Подобные разговоры выматывали юного Ладнова, он уходил гулять в одиночестве, отправлялся в кино или в театр, до вечера сидел на мокрых скамейках в аллеях и парках, и продолжал обдумывать предложение неизвестного. Иногда вынимал из кармана замызганную измятую бумажку и внимательно разглядывал её со всех сторон, словно в надежде вычитать помимо банального московского адреса некую высшую истину. Где правда? Официальным советским газетам он и сам не верил, но означала ли их ложь правоту тайных противников Советской власти? Человек в штатском из отделения милиции говорил и об этом: отдельные подрывные элементы пытаются использовать наши временные трудности и недоработки для подрыва социалистической системы изнутри, они предпочитают не замечать наши беспрецедентные социальные завоевания и уныло подсчитывают количество машин в частной собственности, хотя качество жизни следует измерять в иных параметрах — например, бесплатным медицинским обслуживанием и образованием.
Поскольку обсудить свой выбор Ладнов ни с кем не мог, однажды он явился по указанному в бумажке адресу и, когда ему открыла дверь приятная на вид, улыбчивая женщина и пригласила войти, не задав ни единого вопроса, он удивился. Ему казалось — он пришёл на явку, у него должны были потребовать пароль и сообщить отзыв, но обошлось без детективных вычурностей. Он разулся, прошёл в квартиру, уселся на диван перед круглым столом. С потолка свисала большая тяжёлая люстра, в серванте сверкал хрусталь, комната выглядела уютной и старомодной, совсем не производила впечатления контрреволюционного штаба.
Женщина разговаривала с ним о пустяках, периодически уходила на кухню — заварить чай, приготовить угощение, но и оттуда громко задавала всякие безобидные вопросы: любит он собак или кошек, кто его любимые писатели и композиторы. Ладнов сначала отвечал с некоторым напряжением, потом успокоился и совсем уже почувствовал себя гостем, когда стали по одному подходить новые люди, среди которых вскоре объявился и прежний незнакомец. Новенький со всеми знакомился, жал руки, улыбался, а потом, за чаем с тортом, почувствовал себя в своей компании. Одиночество ушло навсегда.

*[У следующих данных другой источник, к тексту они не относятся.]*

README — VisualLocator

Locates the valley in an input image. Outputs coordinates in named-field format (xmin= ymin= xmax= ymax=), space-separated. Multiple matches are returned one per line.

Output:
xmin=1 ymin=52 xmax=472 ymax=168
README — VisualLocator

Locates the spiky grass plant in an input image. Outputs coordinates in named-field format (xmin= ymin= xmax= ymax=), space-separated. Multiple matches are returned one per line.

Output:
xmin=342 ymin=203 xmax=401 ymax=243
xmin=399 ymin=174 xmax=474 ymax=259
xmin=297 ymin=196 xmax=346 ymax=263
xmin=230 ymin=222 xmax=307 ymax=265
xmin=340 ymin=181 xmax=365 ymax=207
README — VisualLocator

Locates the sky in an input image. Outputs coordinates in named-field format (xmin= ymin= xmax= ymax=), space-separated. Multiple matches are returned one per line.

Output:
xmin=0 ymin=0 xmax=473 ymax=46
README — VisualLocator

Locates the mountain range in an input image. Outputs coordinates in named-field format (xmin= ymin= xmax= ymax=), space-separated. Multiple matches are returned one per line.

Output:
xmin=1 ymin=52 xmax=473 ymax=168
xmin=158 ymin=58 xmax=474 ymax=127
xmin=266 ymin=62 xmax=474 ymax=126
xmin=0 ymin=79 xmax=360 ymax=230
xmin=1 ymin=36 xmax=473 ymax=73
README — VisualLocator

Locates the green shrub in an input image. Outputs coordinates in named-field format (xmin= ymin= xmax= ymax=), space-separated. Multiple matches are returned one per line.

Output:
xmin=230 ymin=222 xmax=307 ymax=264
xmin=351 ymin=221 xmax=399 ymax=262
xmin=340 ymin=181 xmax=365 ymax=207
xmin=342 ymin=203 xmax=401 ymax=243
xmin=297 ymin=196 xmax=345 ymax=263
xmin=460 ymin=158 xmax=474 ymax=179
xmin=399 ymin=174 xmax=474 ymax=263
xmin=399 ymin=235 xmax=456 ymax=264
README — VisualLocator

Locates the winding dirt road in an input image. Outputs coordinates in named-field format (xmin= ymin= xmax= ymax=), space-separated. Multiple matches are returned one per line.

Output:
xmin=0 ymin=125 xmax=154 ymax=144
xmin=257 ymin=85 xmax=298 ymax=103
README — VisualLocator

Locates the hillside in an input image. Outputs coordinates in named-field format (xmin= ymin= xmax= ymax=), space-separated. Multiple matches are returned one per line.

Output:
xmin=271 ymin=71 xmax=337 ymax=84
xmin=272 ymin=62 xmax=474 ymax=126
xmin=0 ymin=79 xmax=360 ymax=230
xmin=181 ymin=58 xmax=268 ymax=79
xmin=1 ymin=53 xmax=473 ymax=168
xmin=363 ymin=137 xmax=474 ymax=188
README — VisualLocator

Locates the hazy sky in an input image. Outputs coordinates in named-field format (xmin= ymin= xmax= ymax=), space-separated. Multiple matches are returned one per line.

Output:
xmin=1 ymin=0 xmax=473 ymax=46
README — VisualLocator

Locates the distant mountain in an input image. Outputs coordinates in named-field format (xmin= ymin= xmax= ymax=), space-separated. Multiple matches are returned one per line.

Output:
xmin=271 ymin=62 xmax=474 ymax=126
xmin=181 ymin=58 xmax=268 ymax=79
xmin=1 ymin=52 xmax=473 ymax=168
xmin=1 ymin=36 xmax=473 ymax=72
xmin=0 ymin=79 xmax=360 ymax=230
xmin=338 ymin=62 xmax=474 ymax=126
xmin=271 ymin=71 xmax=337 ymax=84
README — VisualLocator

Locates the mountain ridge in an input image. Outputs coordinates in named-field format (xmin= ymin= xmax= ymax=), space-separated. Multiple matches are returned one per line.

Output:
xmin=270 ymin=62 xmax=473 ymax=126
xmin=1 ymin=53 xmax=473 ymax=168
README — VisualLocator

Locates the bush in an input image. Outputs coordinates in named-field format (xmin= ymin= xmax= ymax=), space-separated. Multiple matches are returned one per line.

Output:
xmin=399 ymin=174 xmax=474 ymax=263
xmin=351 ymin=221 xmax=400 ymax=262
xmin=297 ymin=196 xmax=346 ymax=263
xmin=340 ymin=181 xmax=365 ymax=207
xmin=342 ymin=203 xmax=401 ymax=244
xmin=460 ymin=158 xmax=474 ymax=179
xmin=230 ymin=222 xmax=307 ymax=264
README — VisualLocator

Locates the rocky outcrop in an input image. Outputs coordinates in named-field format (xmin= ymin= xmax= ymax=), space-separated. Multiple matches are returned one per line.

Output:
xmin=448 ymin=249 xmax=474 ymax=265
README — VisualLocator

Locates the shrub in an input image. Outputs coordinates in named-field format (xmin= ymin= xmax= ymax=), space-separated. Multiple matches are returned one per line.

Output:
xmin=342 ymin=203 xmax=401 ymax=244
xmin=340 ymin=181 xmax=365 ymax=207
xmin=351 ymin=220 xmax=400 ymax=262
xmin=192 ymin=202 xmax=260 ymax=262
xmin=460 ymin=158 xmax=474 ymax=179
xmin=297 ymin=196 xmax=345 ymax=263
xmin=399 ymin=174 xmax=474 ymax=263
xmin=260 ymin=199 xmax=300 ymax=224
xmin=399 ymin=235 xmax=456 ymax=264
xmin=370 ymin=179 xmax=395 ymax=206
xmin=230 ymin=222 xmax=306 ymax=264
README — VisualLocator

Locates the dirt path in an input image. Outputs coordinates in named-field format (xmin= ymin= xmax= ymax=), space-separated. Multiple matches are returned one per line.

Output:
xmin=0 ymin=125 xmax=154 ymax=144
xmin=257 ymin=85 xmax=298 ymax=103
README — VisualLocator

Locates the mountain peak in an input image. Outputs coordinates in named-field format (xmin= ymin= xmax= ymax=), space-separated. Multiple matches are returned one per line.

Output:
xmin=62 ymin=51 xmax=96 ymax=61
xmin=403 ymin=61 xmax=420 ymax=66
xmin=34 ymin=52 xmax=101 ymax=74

Компания оказалась пёстрой: инженеры, научные сотрудники, переводчики, и тут же истопники и дворники — только отличить одних от других оказалось сложно. Ладнов появлялся среди них всё чаще и чаще, место сбора менялось, состав — тоже
Возможность разговаривать обо всём на свете, не выбирать осторожные слова и не держать в уме несвоевременные мысли его обрадовала, потом озадачила. Ему давали странные книги — изданные на русском языке где-нибудь в Париже, переписанные от руки или перепечатанные на машинке, иногда на один день или ночь. Он читал их запоем, не мог оторваться из чувства причастности к тайному и запретному. Никто из знакомцев и приятелей его прежней жизни не читал ни Бердяева, ни Струве, ни Замятина, ни Набокова, ни Флоренского, никого из Булгаковых. А он читал, и с каждой неделей, с каждым месяцем испытывал всё большее презрение и ненависть к компартии, засекретившей от него и от всего народа целый пласт русской культуры, чуждых ей мыслителей и приверженцев вольного слова. Мир становился всё шире и просторней, марксизм-ленинизм показался лишь высохшим на корню деревом в цветущем саду.

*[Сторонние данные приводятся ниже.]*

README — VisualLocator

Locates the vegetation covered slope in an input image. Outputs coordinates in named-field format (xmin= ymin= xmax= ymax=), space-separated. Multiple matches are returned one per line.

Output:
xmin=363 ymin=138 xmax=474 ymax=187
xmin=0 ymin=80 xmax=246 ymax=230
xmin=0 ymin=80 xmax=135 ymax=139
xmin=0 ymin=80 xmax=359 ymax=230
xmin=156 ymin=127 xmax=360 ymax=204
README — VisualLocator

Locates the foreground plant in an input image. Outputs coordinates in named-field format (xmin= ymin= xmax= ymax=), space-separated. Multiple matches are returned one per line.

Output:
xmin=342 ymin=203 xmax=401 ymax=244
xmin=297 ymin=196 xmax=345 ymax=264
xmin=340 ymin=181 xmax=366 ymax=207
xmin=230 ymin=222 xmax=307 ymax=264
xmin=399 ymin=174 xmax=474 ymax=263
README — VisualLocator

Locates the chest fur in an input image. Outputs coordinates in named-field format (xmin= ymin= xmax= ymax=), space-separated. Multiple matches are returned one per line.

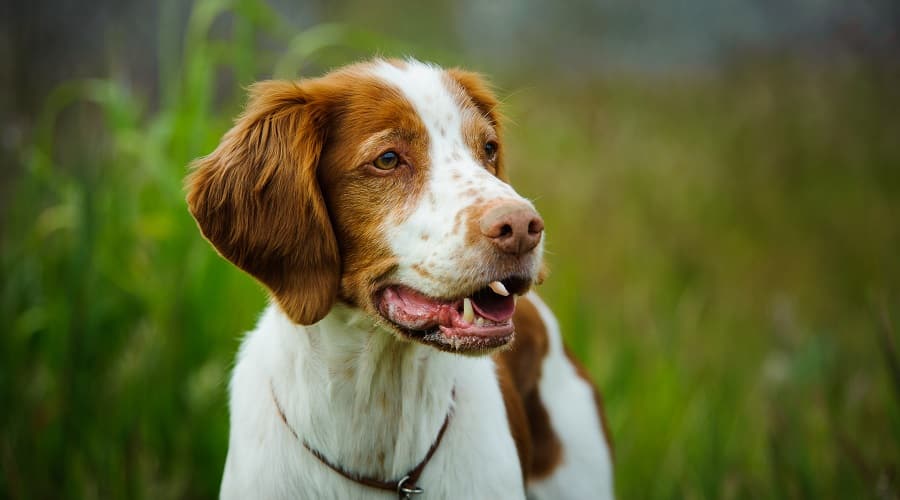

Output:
xmin=221 ymin=307 xmax=526 ymax=499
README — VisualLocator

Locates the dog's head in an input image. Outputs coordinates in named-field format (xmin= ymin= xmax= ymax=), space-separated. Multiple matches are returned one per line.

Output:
xmin=187 ymin=59 xmax=544 ymax=354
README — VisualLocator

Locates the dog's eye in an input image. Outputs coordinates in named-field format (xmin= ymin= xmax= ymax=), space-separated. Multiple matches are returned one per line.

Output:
xmin=484 ymin=141 xmax=499 ymax=162
xmin=374 ymin=151 xmax=400 ymax=170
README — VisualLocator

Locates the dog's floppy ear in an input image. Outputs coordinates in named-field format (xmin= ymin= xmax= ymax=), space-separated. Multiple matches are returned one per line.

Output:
xmin=186 ymin=80 xmax=339 ymax=325
xmin=446 ymin=68 xmax=507 ymax=180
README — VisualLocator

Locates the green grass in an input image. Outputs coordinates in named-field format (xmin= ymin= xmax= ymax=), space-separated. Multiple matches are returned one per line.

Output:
xmin=2 ymin=1 xmax=899 ymax=498
xmin=508 ymin=66 xmax=900 ymax=498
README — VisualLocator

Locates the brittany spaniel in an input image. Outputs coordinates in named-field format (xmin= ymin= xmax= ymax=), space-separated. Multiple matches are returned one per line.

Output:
xmin=186 ymin=58 xmax=614 ymax=499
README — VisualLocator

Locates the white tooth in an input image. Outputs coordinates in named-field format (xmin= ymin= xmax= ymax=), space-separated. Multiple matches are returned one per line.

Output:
xmin=463 ymin=298 xmax=474 ymax=323
xmin=475 ymin=317 xmax=485 ymax=326
xmin=488 ymin=281 xmax=509 ymax=296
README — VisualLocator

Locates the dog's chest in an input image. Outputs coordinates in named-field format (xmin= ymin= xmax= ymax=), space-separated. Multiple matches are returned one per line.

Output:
xmin=406 ymin=363 xmax=525 ymax=499
xmin=261 ymin=363 xmax=524 ymax=499
xmin=222 ymin=308 xmax=526 ymax=499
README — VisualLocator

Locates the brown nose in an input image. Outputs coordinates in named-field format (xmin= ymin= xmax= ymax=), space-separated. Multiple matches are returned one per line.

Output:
xmin=479 ymin=201 xmax=544 ymax=256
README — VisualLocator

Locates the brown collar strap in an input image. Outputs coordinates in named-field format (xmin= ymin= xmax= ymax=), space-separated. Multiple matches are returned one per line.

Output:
xmin=270 ymin=380 xmax=454 ymax=499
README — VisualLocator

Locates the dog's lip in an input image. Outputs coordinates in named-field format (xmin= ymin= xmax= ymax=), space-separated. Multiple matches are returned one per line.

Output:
xmin=374 ymin=276 xmax=530 ymax=349
xmin=438 ymin=322 xmax=514 ymax=339
xmin=376 ymin=275 xmax=531 ymax=307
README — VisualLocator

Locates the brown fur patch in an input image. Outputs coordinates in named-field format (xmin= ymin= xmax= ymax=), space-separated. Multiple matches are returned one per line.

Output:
xmin=536 ymin=262 xmax=550 ymax=285
xmin=495 ymin=296 xmax=564 ymax=481
xmin=313 ymin=65 xmax=432 ymax=313
xmin=452 ymin=209 xmax=464 ymax=236
xmin=495 ymin=360 xmax=532 ymax=482
xmin=444 ymin=69 xmax=507 ymax=181
xmin=500 ymin=297 xmax=548 ymax=393
xmin=410 ymin=263 xmax=435 ymax=280
xmin=186 ymin=79 xmax=341 ymax=325
xmin=187 ymin=61 xmax=435 ymax=323
xmin=523 ymin=390 xmax=563 ymax=480
xmin=461 ymin=199 xmax=494 ymax=248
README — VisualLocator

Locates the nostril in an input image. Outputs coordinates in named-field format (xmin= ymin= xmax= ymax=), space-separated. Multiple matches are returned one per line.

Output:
xmin=478 ymin=201 xmax=543 ymax=255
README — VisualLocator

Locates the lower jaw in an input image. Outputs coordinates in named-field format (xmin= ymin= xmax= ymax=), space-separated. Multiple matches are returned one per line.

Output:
xmin=394 ymin=322 xmax=515 ymax=354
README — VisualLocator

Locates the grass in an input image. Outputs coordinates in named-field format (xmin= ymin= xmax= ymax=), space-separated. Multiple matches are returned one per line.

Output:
xmin=2 ymin=0 xmax=899 ymax=498
xmin=509 ymin=65 xmax=900 ymax=498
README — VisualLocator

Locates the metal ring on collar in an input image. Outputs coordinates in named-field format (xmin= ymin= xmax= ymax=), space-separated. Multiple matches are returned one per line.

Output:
xmin=397 ymin=475 xmax=424 ymax=498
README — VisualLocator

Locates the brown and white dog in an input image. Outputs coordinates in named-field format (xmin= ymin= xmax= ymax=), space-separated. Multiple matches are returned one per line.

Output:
xmin=186 ymin=59 xmax=614 ymax=499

Через несколько месяцев Ладнов спросил, почему они не боятся слежки.
— А что её бояться? За нами следят, они всё знают. Время теперь другое — они сами нас и боятся. Ходим друг к другу на обыски, иногда даже получается нелегальщину затырить.
— На обыски ходите?
— На обыски. Тот, к кому приходят, успевает позвонить, все к нему и собираются. По их правилам ведь всех приходящих положено впускать, но никого не выпускать. Вот они и впускают, хоть целый взвод, сами между нами протолкнуться не могут.
— И что потом?
— Как выйдет. Кого-то в зону, кого-то в психушку. В общем, играем в салочки. Они ведь жутко боятся западных журналистов.
— А вы кого боитесь?
— Чего нам бояться? Сокровищ не накопили, синекур себе не подыскали, отнимать у нас нечего.
— А свободу?
— Её нельзя отобрать — свободный человек и в лагере останется свободным. А несвободный остаётся рабом и на университетской кафедре, и в союзе писателей, которые тоже, в общем говоря, лагеря. Ведь советский профессор, даже если прекрасно всё понимает, несёт студентам ахинею ради близости к кормушке. Его награждают за верность пайкой, но от тюремной она отличается только размером и качеством, а не сущностью. Причём, о тюремной пайке этот профессор никогда не забывает, поэтому изо всех сил демонстрирует на людях верность генеральной линии, а дома, на кухне, шипит от злости — демонстрирует родным и близким своё вольнодумство. Чем так жить десятилетиями, лучше уж один раз выйти на площадь — по крайней мере, совесть не грызёт по ночам, а к старости это очень важно.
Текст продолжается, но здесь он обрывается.